Lions Gate Entertainment Corp. brought in investors and sold foreign rights to “Ender’s Game,” buffering the independent film studio against potential losses from the science-fiction film opening in theaters today.
It’s a good thing, considering the movie is unlikely to match “The Hunger Games” or “Twilight” films, past hits from the Santa Monica, California-based studio. Muted social-media chatter, looming competition and anti-gay marriage remarks by the author that alienated some fans have led to forecasts suggesting the picture won’t measure up to those predecessors.
“Ender’s Game” will be a minor financial setback for Lions Gate, not the $200 million loss Walt Disney Co. (DIS) recorded with “John Carter” in 2012. The sale of foreign rights and use of outside capital in “Ender’s Game” limit the risk for Lions Gate, according to James Marsh, a Piper Jaffray Cos. analyst who lowered his fiscal 2014 profit forecast by 2 cents $1.25 a share because of diminished prospects for the film.
“It probably won’t lose money,” said Matthew Harrigan, an analyst at Wunderlich Securities Inc. who recommends buying the stock. “It’s not the start of great new franchise either.”
“Ender’s Game,” based on the novel by Orson Scott Card, will gross $28.5 million over the weekend and $67 million during its full run in domestic theaters, according to researcher BoxOffice.com. The film stars Asa Butterfield as child-warrior Ender Wiggin, a war-games whiz who’s trained to battle aliens attacking Earth. Harrison Ford co-stars as his commander.
“The movie is enthralling and the effects are totally great, though not great enough to keep your mind from wandering toward dark thoughts about what kind of society could produce this demented, militaristic poison,” wrote Craig Seligman, a critic for Bloomberg News.
Lions Gate has carved out a lead role in making dark movies for young adults. The shares have more than quadrupled over the past two years on profit from the “Twilight” vampire films and “The Hunger Games,” a post-apocalyptic teen combat movie. The studio has three “Hunger Games” sequels lined up, including the second installment this month.
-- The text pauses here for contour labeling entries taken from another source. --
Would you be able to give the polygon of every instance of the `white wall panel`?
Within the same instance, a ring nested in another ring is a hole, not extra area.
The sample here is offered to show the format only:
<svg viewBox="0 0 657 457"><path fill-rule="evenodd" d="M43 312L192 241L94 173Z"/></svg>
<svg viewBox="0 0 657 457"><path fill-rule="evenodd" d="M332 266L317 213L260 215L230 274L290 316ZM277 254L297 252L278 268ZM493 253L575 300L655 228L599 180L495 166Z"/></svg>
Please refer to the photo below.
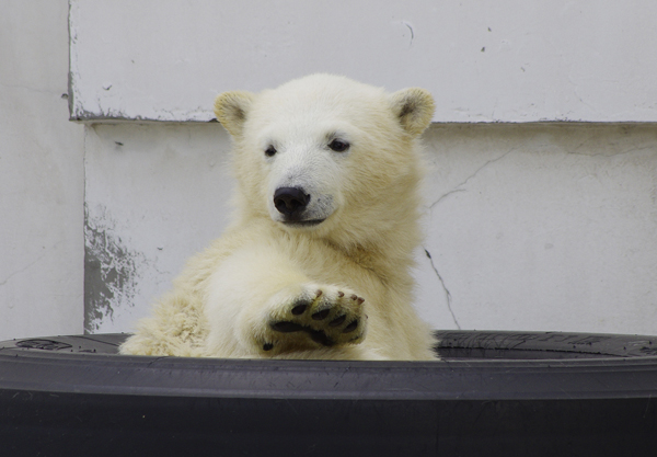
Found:
<svg viewBox="0 0 657 457"><path fill-rule="evenodd" d="M71 0L71 117L209 121L310 72L429 89L436 122L656 122L653 0Z"/></svg>

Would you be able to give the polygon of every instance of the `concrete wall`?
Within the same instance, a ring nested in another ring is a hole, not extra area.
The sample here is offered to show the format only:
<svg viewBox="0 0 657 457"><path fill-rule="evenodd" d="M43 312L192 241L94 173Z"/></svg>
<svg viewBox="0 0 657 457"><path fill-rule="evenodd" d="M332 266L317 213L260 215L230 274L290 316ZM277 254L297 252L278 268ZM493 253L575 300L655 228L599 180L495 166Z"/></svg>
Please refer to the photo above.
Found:
<svg viewBox="0 0 657 457"><path fill-rule="evenodd" d="M72 116L208 121L310 72L419 85L436 122L657 122L654 0L71 0Z"/></svg>
<svg viewBox="0 0 657 457"><path fill-rule="evenodd" d="M657 334L657 7L430 3L71 0L70 92L67 2L3 4L0 339L129 330L227 224L216 92L318 70L439 102L434 327Z"/></svg>
<svg viewBox="0 0 657 457"><path fill-rule="evenodd" d="M417 305L435 328L657 334L654 125L435 124L424 140ZM87 328L129 330L226 226L230 140L96 124L85 148Z"/></svg>
<svg viewBox="0 0 657 457"><path fill-rule="evenodd" d="M68 122L68 4L0 14L0 340L83 322L84 127Z"/></svg>

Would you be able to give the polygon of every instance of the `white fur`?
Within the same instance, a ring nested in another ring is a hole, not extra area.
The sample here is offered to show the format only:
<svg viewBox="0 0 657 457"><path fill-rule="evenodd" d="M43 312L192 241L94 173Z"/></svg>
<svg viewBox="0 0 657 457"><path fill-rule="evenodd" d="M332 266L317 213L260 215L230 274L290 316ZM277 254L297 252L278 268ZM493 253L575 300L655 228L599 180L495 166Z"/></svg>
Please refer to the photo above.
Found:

Social-media chatter about “Ender’s Game” has been muted, according to BoxOffice.com. The film’s 1,477 tweets three days before its U.S. release were half those of “John Carter,” and the 133,830 Facebook “likes” also trail that picture.
“It’s not catching on the way a true event film would,” said Phil Contrino, an analyst with BoxOffice.com.
“Ender’s Game” faces competition for young audiences in coming weeks. Walt Disney Co.’s “Thor: The Dark World” is set for wide release on Nov. 8, and “The Hunger Games: Catching Fire” opens Nov. 22. Reviews for “Ender’s Game” are running about 63 percent positive, according to Rottentomatoes.com, which compiles critics remarks. That compares with 84 percent for “The Hunger Games” last year.
Meanwhile, the author Card has stirred controversy with his opposition to gay marriage, sparking calls for a boycott from the website Geeksout.org.
On his website, the author said some of his remarks have been taken out of context, and cites a 2008 Mormon Times article he wrote titled “Disagree but don’t be unkind.” He didn’t respond to an e-mail request for comment.
Lions Gate responded to calls for a boycott by citing a longtime policy of offering benefits to employees’ same-sex partners and the distribution of critically praised, gay-themed films including the Oscar-winning “Gods and Monsters.”
The studio spent about $110 million making “Ender’s Game,” according to a person with knowledge of the matter. Marketing costs total about $40 million, said the person, who asked not to be named because he wasn’t authorized to speak publicly.
OddLot Entertainment, a film company founded by Hyatt Hotels Corp. heiress Gigi Pritzker, and Digital Domain, a special effects firm, have invested in the production, according to Lions Gate. The studio’s equity stake in the film is 25 percent, officials said on an Aug. 9 conference call.
A bigger worry for investors is where Lions Gate goes after its current slate runs out.
The “Twilight” films, now in home video, and the “Hunger Games” releases will contribute 62 percent of earnings before interest, taxes, depreciation and amortization over the next three years, Doug Creutz, an analyst with Cowen & Co. in New York, said in a report last month.
The studio faces a potential “earnings cliff” in fiscal 2017, after the last “Hunger Games” film completes its theatrical run, according to Creutz. He downgraded the stock to “market perform” from “outperform,” citing the appreciation over the past two years.
“While it is certainly possible that the company could come up with more mega-hit franchises, such success is difficult to predict,” he said.